BAKTIR’IN TOPLANTISI…
11 Eylül 2017 00:08:55
OYAK Yönetim Kurulu Başkanı Ömer Baktır’ın yerel basınla bir araya gelmesi, özlenen bir tabloydu. Baktır’ın, kahvaltılı toplantıda ayrıca yılda iki kez yerel basınla bir araya geleceğini açıklaması ile kendisine telefonla da ulaşılabileceğini söylemesi hoş bir jestti. Ancak, Baktır’ın bir koşulu vardı. Kendisinin, kişisel değil, toplumsal konularda aranmasını istiyordu. Satır arasında diyordu ki, “kişisel sorunlarınız için beni zinhar aramayın !..”
Baktır’ın bu uyarısı, yerel basının haysiyetsiz/avantacı kanadı adına üzücü bir uyarıydı gerçi, ama doğruydu.

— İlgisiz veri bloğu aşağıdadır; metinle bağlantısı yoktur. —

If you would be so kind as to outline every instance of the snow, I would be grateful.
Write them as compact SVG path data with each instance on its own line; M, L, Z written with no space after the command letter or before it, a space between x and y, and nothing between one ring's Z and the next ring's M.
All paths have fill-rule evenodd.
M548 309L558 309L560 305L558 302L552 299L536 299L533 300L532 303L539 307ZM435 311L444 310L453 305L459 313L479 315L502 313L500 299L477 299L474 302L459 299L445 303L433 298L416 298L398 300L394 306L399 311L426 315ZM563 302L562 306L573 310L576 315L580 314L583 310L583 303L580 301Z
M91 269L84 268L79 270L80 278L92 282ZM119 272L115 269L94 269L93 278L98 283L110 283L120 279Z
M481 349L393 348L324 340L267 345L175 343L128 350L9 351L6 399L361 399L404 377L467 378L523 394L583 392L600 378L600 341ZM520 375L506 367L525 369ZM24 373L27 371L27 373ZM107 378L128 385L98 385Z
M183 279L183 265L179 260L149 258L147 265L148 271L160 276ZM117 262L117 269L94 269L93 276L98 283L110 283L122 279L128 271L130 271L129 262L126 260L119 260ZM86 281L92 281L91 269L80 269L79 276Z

Baktır’ın toplantıda OYAK’ın artık globalleşen sektörel yapısı hakkında bilgi vermesi, yani OYAK Grubunun sadece Erdemir’den ibaret olmadığının altını çizmesi bir bakıma doğaldı; ama, bir bakıma da, bunları zaten bilmesi gereken yerel basının entelektüel düzeyine ironik bir göndermeydi !..

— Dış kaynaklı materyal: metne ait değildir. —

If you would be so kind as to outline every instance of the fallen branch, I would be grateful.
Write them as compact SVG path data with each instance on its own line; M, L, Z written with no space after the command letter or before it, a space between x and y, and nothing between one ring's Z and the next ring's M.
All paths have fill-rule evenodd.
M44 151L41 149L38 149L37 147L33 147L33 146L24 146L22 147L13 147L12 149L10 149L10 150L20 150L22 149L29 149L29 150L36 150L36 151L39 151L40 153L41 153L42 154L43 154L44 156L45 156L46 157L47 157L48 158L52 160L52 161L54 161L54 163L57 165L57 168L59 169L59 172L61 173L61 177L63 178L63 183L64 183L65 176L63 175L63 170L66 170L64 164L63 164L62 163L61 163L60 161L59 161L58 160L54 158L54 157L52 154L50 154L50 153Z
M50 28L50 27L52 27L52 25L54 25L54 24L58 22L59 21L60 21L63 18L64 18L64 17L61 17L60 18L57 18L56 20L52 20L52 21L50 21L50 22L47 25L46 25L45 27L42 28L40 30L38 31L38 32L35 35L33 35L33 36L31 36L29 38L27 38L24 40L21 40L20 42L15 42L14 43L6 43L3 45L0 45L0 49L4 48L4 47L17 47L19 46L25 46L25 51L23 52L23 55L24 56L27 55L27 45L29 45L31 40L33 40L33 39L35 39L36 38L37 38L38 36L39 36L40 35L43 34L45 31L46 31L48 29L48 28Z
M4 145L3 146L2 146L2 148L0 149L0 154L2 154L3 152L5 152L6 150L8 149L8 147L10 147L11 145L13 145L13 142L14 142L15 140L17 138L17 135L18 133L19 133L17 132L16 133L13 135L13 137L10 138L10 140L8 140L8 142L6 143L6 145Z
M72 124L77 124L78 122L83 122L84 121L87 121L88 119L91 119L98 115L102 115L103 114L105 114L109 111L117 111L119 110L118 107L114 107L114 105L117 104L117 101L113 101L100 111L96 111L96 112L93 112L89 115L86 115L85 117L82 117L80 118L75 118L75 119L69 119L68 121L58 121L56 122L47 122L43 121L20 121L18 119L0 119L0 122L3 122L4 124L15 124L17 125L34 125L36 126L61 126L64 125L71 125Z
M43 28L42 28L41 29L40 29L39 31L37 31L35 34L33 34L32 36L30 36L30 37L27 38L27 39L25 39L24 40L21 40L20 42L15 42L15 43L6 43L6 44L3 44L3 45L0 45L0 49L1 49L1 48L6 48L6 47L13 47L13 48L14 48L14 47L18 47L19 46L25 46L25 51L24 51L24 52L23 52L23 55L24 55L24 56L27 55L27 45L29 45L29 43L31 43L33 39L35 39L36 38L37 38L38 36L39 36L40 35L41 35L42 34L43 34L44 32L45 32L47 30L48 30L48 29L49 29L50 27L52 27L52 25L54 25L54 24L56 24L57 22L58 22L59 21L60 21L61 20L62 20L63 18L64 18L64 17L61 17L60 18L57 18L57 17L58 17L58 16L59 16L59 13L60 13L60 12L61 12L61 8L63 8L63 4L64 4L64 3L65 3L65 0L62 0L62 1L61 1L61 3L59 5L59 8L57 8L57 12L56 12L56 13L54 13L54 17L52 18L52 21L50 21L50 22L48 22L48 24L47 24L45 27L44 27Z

Baktır, bunun dışında, basında sık sık dile getirilen “Erdemir-Ereğli münasebetleri “ konusunda fazla bir şey söylemedi. Taşeronlarla birlikte 7500 civarında istihdam yarattıklarını, geçmiş yıllardan bu yana, yerel piyasadan yaptıkları ve yüzde 25-40 arasında değişen “iç alımlar”ın oranını yükseltme çabası içinde olduklarını belirtti.
Ama, yeni istihdam vaadinde bulunmadı. Bulunamazdı da zaten !

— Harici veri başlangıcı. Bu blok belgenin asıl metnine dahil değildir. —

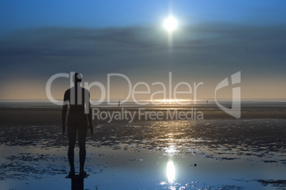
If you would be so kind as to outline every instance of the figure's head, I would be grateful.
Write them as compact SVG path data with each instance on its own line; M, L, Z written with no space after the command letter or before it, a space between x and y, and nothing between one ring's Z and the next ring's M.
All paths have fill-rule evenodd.
M83 78L83 76L81 75L80 73L75 72L75 74L73 74L73 82L74 83L78 83L78 82L81 82L81 79Z

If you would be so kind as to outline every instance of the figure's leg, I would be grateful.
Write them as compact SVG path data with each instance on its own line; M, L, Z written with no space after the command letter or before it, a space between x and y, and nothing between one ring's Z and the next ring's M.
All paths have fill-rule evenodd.
M80 174L84 172L84 167L86 157L85 140L87 130L82 128L78 130L78 144L80 146Z
M74 160L75 160L75 146L76 142L76 130L75 130L73 128L71 127L70 127L70 130L68 129L69 128L68 128L68 157L70 166L70 174L75 174Z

Erdemir kamu kuruluşu değil. Yani halk ağzıyla “arpalık” değil ! Erdemir de, bir özel şirket olarak işçilik maliyetini de düşünüp en çok karı hedefleyen bir kuruluş ! Bu yüzden, yeni yatırımlar olmadan Erdemir’in toplu işçi alması sözkonusu olmayacaktır. Özel sektörcülüğün rasyonali bunu emreder çünkü.
Bunu geçelim…
Baktır’ın en ilginç sözleri, basında sıkça dile getirilen, “Erdemir Ereğli’ye bir şey vermiyor, sosyal yatırımda bulunmuyor” yakınmasına ilişkin sözleriydi. Dedi ki özetle:
“ Bunu düşünüyoruz, ama karşımızda muhatap alacağımız bir kamu kuruluşu yok.”
Kimden sözediyordu Baktır ?
Devletten, özellikle de yerel yönetimden !
Demeye getiriyordu ki, bir projeyle gelsinler bize, uygun görürsek katkıda bulunuruz…
Top artık yerel yönetimde !..
Şöyle özetleyeceğim:
Yerel tarihe bakıyoruz, Erdemir’in yerel yönetim ile tüccar-sanayici kuruluşları ve basınla ilişkileri hiçbir zaman düzgün/istikrarlı bir çizgide gelişmedi…
Özellikle son dönemlerde !
Eski belediye başkanının Erdemir’e adeta savaş ilan eden densizliği, ilişkilerin iyice gerilmesine yol açmıştı.
Baktır’ın basınla yaptığı toplantıdaki yapıcı yaklaşımı, umarım kentin lehine yeni gelişmelerin işareti olur.
CHP, YANLIŞ YOLDA !
CHP Ereğli İlçe Başkanlığının yeni binasının açılış töreni, ilginç konuşmalara sahne oldu.
Galiba en ilginci de, Zonguldak milletvekili Ünal Demirtaş’ın, CHP’nin Zonguldak tarihi ile tarih sürecinde öne çıkan isimlerini bilmediğini açıklayan özeleştirisiydi.
Örnek olarak Tunalı Hilmi’nin, M.A.Pestilci’nin, hatta Anadol’un isimlerini veriyordu.
Tarih, tarih kitaplarından, araştırmalardan, anılardan vb. öğrenilir. Demek ki Demirtaş’ın okuma alışkanlığı yok ! Olsaydı eğer, en azından benim kitaplarımdan, Tunalı Hilmi’nin kim olduğunu, ayrıca kömürün millileştirilmesinin altında imzası olan CHP Zonguldak milletvekilleri Dr. Mithat Altıok ile Dr. Zühtü Soyak’ın isimlerini bilirdi hiç değilse !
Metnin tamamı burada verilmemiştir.